This is the 50th anniversary of wild turkeys being reintroduced to New Hampshire after hunting and deforestation had wiped them out. New Hampshire Fish and Game’s magazine “Wildlife Journal” reprinted an article from 1969 that carried hopeful headline “Turkeys Again? Someday soon you may be able to hunt this wily game in New Hampshire.”
As you probably know, reintroduction of the wild turkey has been one of the greatest wildlife success stories of modern times. Turkeys have flourished here to the point that there is both a spring and fall hunting season, and it’s routine to see them in fields or crossing the road.
But the article mentioned one thing I’d never heard before: We got wild turkeys from West Virginia, the closest place where original strains of the species still existed, in return for giving them 23 fishers, which had been extirpated from that state by deforestation.
This made we wonder whether the West Virginia fishers had done as well as the New Hampshire turkeys*, and the answer is yes. Here’s a 2017 article from the West Virginia Gazette and Mail which stays the state population of the fierce little preditor is now between 1,000 and 2,000 and have spread into neighboring states.
You may wonder how many fishers live in New Hampshire. As I wrote in 2018, we don’t really know because we don’t spend the time and money to find out. All we have is vague estimates based mostly on the success rate of trappers – so I’d take that estimate from West Virginia with a grain of salt.
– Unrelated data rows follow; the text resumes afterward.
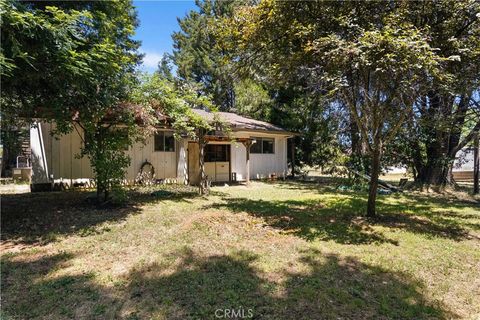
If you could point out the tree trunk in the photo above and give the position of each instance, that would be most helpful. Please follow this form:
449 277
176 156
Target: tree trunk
476 164
203 187
372 192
The article includes this interesting tidbit:
Not much attention has been paid to fishers since they arrived in West Virginia some 45 years ago, but (Rich Rogers, the Division of Natural Resources’ furbearer project leader) said that’s about to change. “We’re going to look at the genetics of the fishers we have here in the state,” he explained. “We started with a limited number of individuals. We’ll be looking to see if we have genetically distinct populations in different parts of the state.”
There’s also this delightful aside:
Not all West Virginians welcomed the reintroduction.
“Oh, there were horror stories,” Rogers said. “Some people thought they were some kind of demon animal, that they’d make their way into people’s bedrooms and steal babies.”
*Actually, the first batch of turkeys brought from West Virginia didn’t survive, perhaps because they were placed in Pawtuckaway State Park, which proved to be less than ideal. A second batch brought a few years later released near Walpole are the progenitors of our current turkey boom.